Weiner’s next project The Romanoffs, finds him in a similar character driven mode. It’s a contemporary anthology series about people who are descendants of the Russian Royal family. The eight stories loosely connect but mainly stand alone, dealing with the lives, loves, turmoil and deaths of privileged people. As such mostly first world and high class problems abide. Altogether, the productions are expertly presented with Amazon clearly throwing a lot of money at them.
As they are self-contained narratives I have decided to order them in personal preference, rather than Amazon’s air order. Thus, here are said mini-reviews with usual marks out of eleven.
THE ONE THAT HOLDS EVERYTHING (EPISODE 8)

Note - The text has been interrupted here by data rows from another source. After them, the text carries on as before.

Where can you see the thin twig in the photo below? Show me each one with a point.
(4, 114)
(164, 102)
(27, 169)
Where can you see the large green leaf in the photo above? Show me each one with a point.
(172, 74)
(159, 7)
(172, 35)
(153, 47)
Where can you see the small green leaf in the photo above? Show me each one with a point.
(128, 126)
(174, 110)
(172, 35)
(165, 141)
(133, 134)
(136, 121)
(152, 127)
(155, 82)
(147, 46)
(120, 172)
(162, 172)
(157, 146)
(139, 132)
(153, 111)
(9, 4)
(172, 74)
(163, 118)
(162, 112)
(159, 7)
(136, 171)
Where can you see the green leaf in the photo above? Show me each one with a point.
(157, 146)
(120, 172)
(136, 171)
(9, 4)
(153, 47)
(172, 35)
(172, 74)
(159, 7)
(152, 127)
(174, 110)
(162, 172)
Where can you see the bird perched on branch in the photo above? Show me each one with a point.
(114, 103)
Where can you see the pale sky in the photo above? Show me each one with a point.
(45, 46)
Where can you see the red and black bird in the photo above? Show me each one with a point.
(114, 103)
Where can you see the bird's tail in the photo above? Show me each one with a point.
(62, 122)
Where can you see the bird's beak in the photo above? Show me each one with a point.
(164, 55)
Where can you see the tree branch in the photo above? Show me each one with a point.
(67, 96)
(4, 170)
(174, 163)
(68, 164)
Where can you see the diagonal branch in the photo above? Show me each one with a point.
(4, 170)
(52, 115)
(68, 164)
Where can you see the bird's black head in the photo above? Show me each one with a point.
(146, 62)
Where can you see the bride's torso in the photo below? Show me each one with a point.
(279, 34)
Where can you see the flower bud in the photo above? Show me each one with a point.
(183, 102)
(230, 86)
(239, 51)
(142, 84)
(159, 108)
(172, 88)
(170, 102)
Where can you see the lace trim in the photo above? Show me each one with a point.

Main cast: Hugh Skinner, Hera Hilmar, Ben Miles, JJ Feild
This is the final story in the series and they saved the best until last. It is an incredibly dark exploration of family conflict that traverses the life of Hugh Skinner’s tragic Simon Romanov. Flash-backs entwine with flash-backs as his story unfolds from various perspectives. The script is incredible and certainly one of the best stories I have seen all year.
Mark: 10 out of 11
HOUSE OF SPECIAL PURPOSE (EPISODE 3)
Main cast: Christina Hendricks, Isabelle Huppert, Jack Huston, Paul Reiser
This is an absolutely brilliant satire about the filmmaking process. It finds Hendricks’ movie star on the crazy set of Isabelle Huppert’s eccentric director. The narrative channels horror, surrealist, comedy, drama and romance genres with a complex screenplay. Huppert and Hendricks are superb; as is the jaw-dropping ending!
Mark: 9 out of 11
BRIGHT AND HIGH CIRCLE (EPISODE 5)
Main cast: Diane Lane, Ron Livingston, David Patton
Thematically very strong, the story finds Diane Lane and Ron Livingston as wealthy parents whose children may or may not have been abused by their piano teacher. It’s a subtle exploration of middle class paranoia and universal fear glued together by a superlative performance from Lane.
Mark: 8 out of 11
END OF THE LINE (EPISODE 7)
Main Cast: Kathryn Hahn, Jay R. Ferguson, Annet Mahendru
Like the very watchable Netflix film Private LIves (2018), this story finds Kathryn Hahn portraying another parent desperate for a child. Hahn and her husband, Ferguson, travel to Vladivostock to adopt a Russian child and face all manner of cultural, geographical, health and language barriers. It’s an absorbing piece which really drags you in but ultimately the drama felt protracted by the end.
Mark: 7.5 out of 11
PANORAMA (EPISODE 6)
Main cast: Radha Mitchell, Juan Pable Castaneda, Griffin Dunne
More travelogue and history lesson with a mild romantic drama added, this story promises much but peters out by the end. Castaneda’s journalist investigates medical malpractice but it’s left to Radha Mitchell and the wonderful setting of Mexico City to provide the emotional depth.
Mark: 7 out of 11
THE VIOLET HOUR (EPISODE 1)
Main cast: Aaron Eckhart, Marthe Keller, Louise Bourgoin, Ines Melab
What starts off as a fascinating culture clash dramedy between an elderly racist and her Muslim carer, strangely left-turns into an tacked-on romance story. The cast are excellent and there’s some fine dialogue but it felt unbelievable toward the end for me.
Mark: 6.5 out of 11
THE ROYAL WE (EPISODE 2)
Main cast: Kerry Bishe, Corey Stoll, Janet Montgomery
Mid-life crises and male “seven-year itches” drive the narrative as a bunch of selfish and adulterous actions made me hate Stoll’s character. The Jury Service scenes are interesting but aside from Kerry Bishe’s decent character, I found this a painful way to spend eighty-or-so minutes.
Mark: 6 out of 11
EXPECTATION (EPISODE 4)
Main cast: Amanda Peet, Emily Rudd, John Slattery
Amanda Peet’s character has a bad day – THE END! Even the appearance of the mercurial John Slattery cannot save this disappointingly empty story.